The general approach to data inquiry is shown in Fig. 1. If all analyzed semen parameters were within the WHO reference range values [58], men were assigned to the normal basic parameters subgroup; otherwise, they were assigned to the group with at least one or more parameters outside the range (abnormal values of semen parameters subgroup). We wanted to assess whether the level of expression of the given genes is related to changes in sperm parameters. Thus, participants’ subdivisions were created (Fig. 1).

Fig. 1
figure 1

Patient grouping scheme; n number of participants. The cutoff points for each parameter are defined in square brackets. Participants above the cutoff points were assigned to the subgroup with a normal value of semen parameter and those below to the abnormal semen parameter value subgroup

ESRs, SRC, and PELP1 mRNA expression differences

The purpose of the analysis was to establish the expression pattern of genes of interest in relation to sperm parameters. The normalized quantitative mRNA levels were expressed as concentration ratios (Cr values—see “Materials and Methods”).

The patients differed in all analyzed sperm parameters (p < 0.05). Amplification of ESR1, ESR2, PELP1, and SRC was analyzed in all samples. However, genes of interest expression did not differ significantly between normal and abnormal values of semen parameters. The detailed characteristics of semen parameters and mRNA expression levels are provided in Table 1. It is important to note that the differences were observed for particular sperm parameters when these were analyzed separately, as previously mentioned.

Considering the single sperm parameters, apart from vitality, the normalized expression of ESR1 was higher in subgroups of patients with normal basic parameters, but the differences were insignificant. Regarding ESR2, its expression was significantly higher in patients with abnormal values of semen parameters except for vitality. SRC was highly expressed in the subgroups of patients with normal standard semen parameters, apart from the motility parameter. In contrast, PELP1 was highly expressed in the patients with abnormal values of semen parameters, apart from the motility parameter, where its expression was higher when compared to the subgroup of patients with normal standard semen parameters. The differences were not statistically significant (Online Resource 1, Tables S1–S4).

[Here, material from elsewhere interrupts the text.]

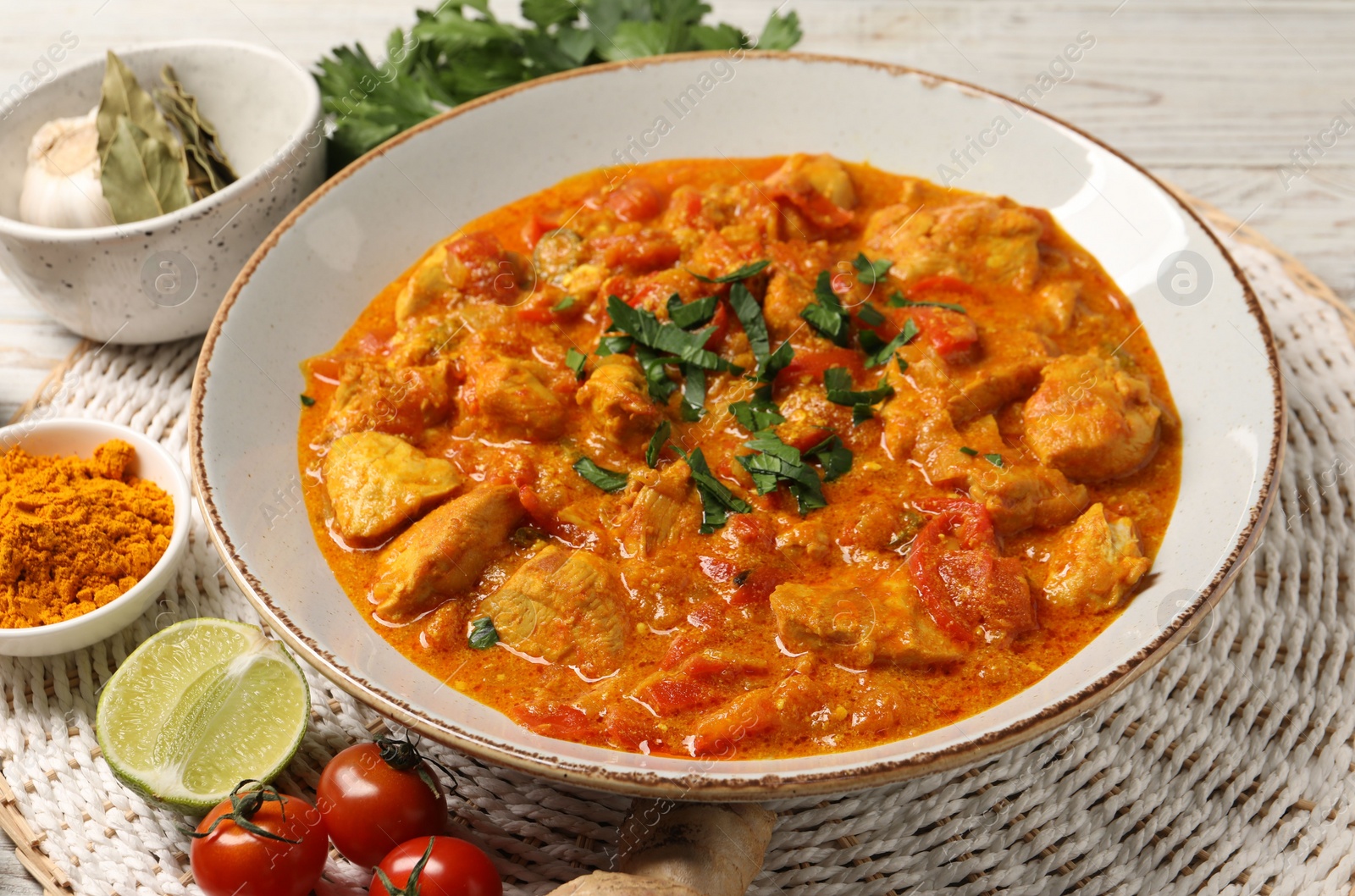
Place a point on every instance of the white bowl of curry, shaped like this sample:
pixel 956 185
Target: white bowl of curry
pixel 744 465
pixel 95 528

Concerning sperm concentration, the patients differed in analyzed sperm parameters (p < 0.05). As expected, the observed values were higher in the subgroup with normal values of semen parameters. The total HMW-RNA concentration obtained from the spermatozoa was significantly higher in patients with normal sperm parameters. The normalized expression of all genes of interest did not differ significantly between subgroups with normal and abnormal values of semen parameters (Online Resource 1, Supplementary Table S1).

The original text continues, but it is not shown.